Classes and lectures were provided in agriculture, business, science, and citizenship, educating and equipping the soldiers with skills and expertise – not to mention hope for the future – to help them eventually return to the university community and reintegrate into post-war society.
“The Vimy Ridge University scheme has many adjustments to make, but we men welcome the scheme and will take as much advantage as possible of its advantages,” Captain Graham Reynolds of Emmanuel College at USask wrote to President Murray in January, 1918. “Dr. Oliver is working like a horse, he has the enthusiastic support of leading men in our division, and I am sure he will make things go with a swing.”
Dozens of USask students attended the University of Vimy Ridge, which provided a refuge from the horrors of battle and a reminder of what awaited them back home on campus after the war. Tragically, many students from USask – including John James Moore from the historic first graduating class of 1912 – never had the chance to attend the lectures and lessons, falling in the historic Battle of Vimy Ridge a few months before the overseas university had been established.
University of Vimy Ridge operations were suspended in April of 1918 when the Germans launched a massive spring offensive. Seven months later – on November 11, 1918 – the war was over and Oliver returned home to Saskatchewan.

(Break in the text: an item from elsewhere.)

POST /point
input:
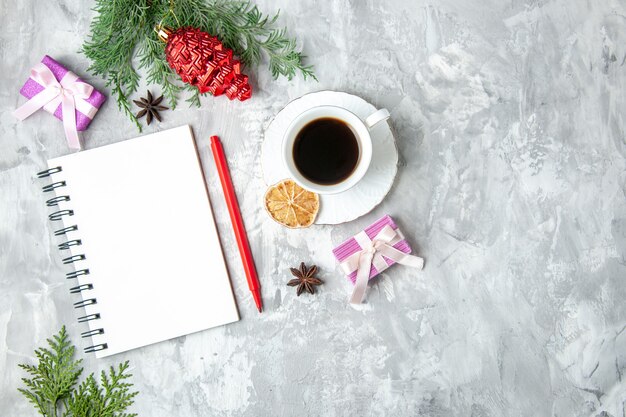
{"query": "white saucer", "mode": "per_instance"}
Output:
(370, 191)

“The centre of interest is now shifted from the armies in the field to the army at home,” Murray wrote in a letter to Oliver at the end of the war that took 69 USask lives, with more than 100 wounded, with 33 awarded medals of valour. “Demobilization is giving rise to a number of very difficult problems, and the attitude of the returned soldier is incalculable and important.”
Post-war, Oliver returned to his passion in a life of service, working in theological education, taking part in the discussions that led to the formation of the United Church of Canada, and serving on two Canadian Royal Commissions. He passed away in 1935 at the age of 53, with Oliver Crescent in Saskatoon’s Greystone Heights neighborhood named in his honour.